Cotidiano

Após 212 dias de pandemia, não há como definir se MS chegou na imunidade de rebanho, diz infectologista

Mato Grosso do Sul já enfrenta há 212 dias a pandemia de coronavirus, desde os primeiros casos confirmados registrados no mês de março. Embora o longo período, especialista afirma que ainda não há como saber se o Estado já alcançou a fase de imunidade de rebanho e/ou se representa um cenário do ‘fim da Covid-19’. […]

Karina Campos Publicado em 10/10/2020, às 13h08 - Atualizado em 11/10/2020, às 07h43

(Foto: Arquiv/ Jornal Midiamax)
(Foto: Arquiv/ Jornal Midiamax) - (Foto: Arquiv/ Jornal Midiamax)

Mato Grosso do Sul já enfrenta há 212 dias a pandemia de coronavirus, desde os primeiros casos confirmados registrados no mês de março.

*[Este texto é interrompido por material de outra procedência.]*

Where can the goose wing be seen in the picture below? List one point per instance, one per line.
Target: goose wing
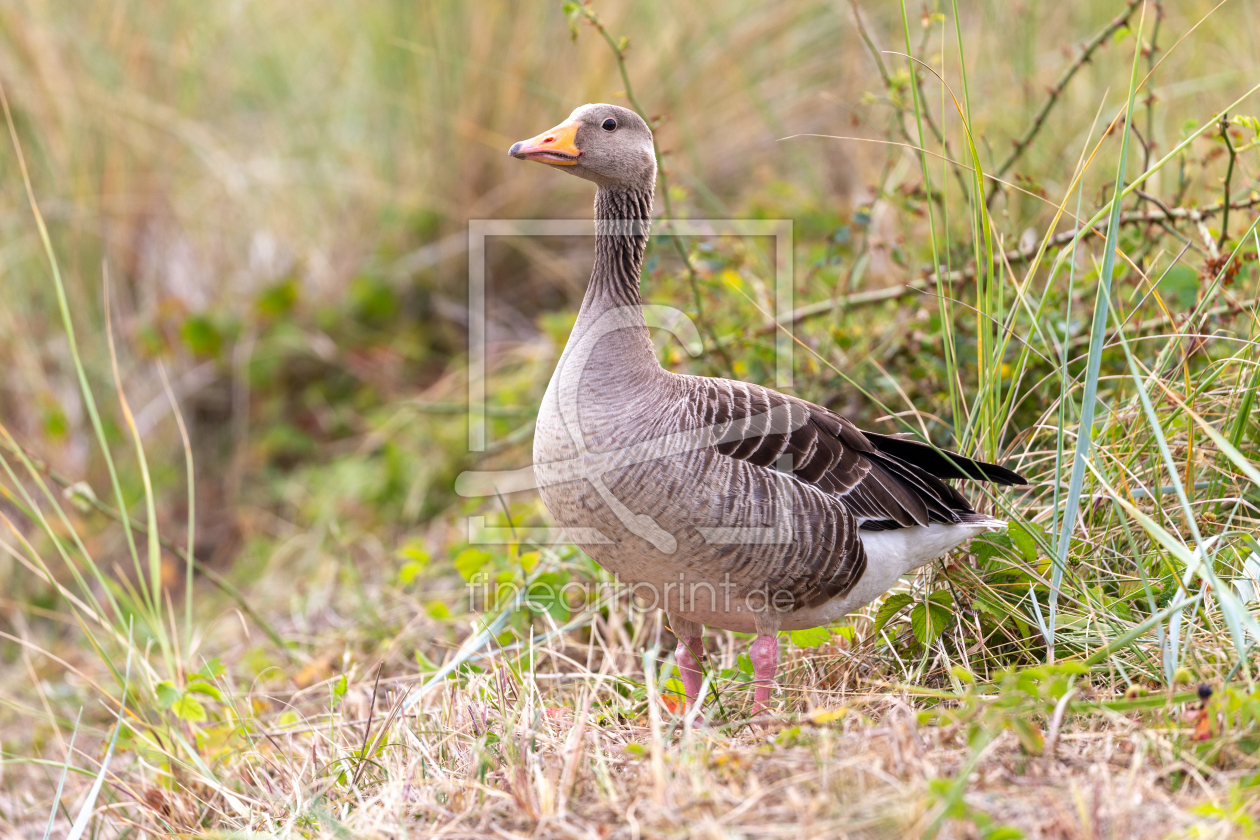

Embora o longo período, especialista afirma que ainda não há como saber se o Estado já alcançou a fase de imunidade de rebanho e/ou se representa um cenário do ‘fim da Covid-19’.

Depois de meses passando em casa e aderindo as medidas restritivas, as regras foram flexibilizadas tanto em Campo Grande como no interior, dando a sensação de que o pior já passou. Mas afinal, o pedido de isolamento social foi eficaz? Os casos podem aumentar?

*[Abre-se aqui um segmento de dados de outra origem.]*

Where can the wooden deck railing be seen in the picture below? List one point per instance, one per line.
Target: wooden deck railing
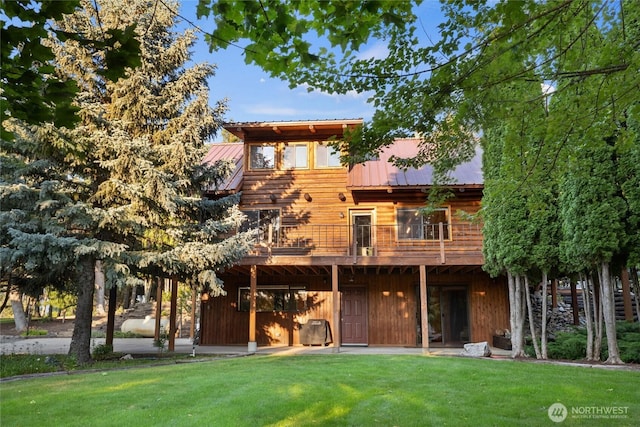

Segundo o infectologista Julio Croda, pesquisador da Fiocruz e da UFMS (Universidade Federal do Mato Grosso do Sul), o que determina o balanço de picos que evidenciam a desaceleração de casos é a chamada imunidade de rebanho, acompanhada com adesão do isolamento social e as demais medidas de biossegurança.

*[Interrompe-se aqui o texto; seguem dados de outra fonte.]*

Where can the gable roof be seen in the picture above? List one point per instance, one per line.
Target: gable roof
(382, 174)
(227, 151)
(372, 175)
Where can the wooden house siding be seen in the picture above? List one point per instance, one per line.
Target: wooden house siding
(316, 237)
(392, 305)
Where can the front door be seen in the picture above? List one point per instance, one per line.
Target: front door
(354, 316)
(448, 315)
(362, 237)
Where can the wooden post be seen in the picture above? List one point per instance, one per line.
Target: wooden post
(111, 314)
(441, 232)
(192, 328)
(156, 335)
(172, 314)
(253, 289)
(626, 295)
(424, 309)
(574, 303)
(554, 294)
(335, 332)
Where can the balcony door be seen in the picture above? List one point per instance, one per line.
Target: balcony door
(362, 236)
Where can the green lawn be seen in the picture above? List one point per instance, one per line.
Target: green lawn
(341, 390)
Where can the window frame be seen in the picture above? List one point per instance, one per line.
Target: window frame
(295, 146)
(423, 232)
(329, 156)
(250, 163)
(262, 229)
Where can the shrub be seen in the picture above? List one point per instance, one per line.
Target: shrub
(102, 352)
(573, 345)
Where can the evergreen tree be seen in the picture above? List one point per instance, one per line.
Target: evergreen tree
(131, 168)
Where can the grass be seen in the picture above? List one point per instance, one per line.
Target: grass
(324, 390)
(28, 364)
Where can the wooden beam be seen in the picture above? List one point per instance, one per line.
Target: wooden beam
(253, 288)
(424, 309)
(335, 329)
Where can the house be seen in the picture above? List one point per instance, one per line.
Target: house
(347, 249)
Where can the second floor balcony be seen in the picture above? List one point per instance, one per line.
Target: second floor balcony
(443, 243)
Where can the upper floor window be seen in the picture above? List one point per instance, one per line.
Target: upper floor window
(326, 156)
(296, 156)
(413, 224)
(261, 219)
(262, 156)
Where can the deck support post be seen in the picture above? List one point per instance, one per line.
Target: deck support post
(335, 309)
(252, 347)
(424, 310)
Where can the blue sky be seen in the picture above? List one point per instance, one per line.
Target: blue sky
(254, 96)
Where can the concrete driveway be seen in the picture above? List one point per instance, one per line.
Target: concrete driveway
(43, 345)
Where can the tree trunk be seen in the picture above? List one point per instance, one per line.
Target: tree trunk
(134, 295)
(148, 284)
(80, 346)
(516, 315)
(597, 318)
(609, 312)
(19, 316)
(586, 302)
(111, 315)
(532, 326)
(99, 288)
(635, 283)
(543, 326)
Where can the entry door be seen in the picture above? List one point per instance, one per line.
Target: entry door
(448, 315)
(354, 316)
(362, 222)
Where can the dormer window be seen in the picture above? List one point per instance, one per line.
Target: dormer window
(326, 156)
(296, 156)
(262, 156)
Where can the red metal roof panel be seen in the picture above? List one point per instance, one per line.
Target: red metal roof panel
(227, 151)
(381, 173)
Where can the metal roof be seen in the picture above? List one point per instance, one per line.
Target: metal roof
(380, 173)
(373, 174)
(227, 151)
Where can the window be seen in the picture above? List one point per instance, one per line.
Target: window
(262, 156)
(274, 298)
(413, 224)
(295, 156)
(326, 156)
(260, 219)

“Não temos dados de soroprevalência para saber quantas pessoas já foram infectadas no Estado. Esse é o papel da imunidade de rebanho. Temos que ter uma tendência maior de queda na média móvel e RT (Taxa de transmissão) menor que 1 para para realmente afirmar que estamos em uma queda importante, assim como aconteceu para São Paulo”, explica.

Essa taxa de contágio representa a quantidade, em média, de moradores infectados que transmitem o vírus em um determinado lugar ou período. A porcentagem abaixo de 1 determina que cada contaminado infecta menos pessoas, o que sugere uma queda gradual de indivíduos que tiveram contato com a doença.

Ou seja, o pedido de isolamento social, distanciamento, uso de máscara e higienização das mãos é eficaz para evitar um caos com alto número de pessoas infectadas em um mesmo espaço, principalmente por aqueles que são assintomáticos.

Em setembro, a UFMS divulgou o último estudo matemático que apontava a queda de 22% no pico de contágio da Covid-19 no Estado, além de descartar um novo colapso na ocupação de leitos de UTI (Unidade de Terapia Intensiva).

A redução segue em passos lentos, embora tenha revelado a redução de pacientes confirmados e mortes em decorrência da doença. A diminuição foi pouco significada em casos de internação, passando de 308 para 282, desde o dia 13 para o dia 20 de setembro.

Conforme o último boletim epidemiológico da SES (Secretaria Estadual de Saúde) de sexta-feira (9), a ritmo de transmissão caiu de 1 para 0,98 durante essa semana. Somando mais de 74 mil positivos.

Campo Grande, Dourados, Corumbá, Três Lagoas e Sidrolândia continuam sendo os municípios que mais registram casos confirmados e óbitos.

Com o feriado prolongado, a previsão de alerta é que os casos aumentem nos próximos dias, de acordo com o monitoramento.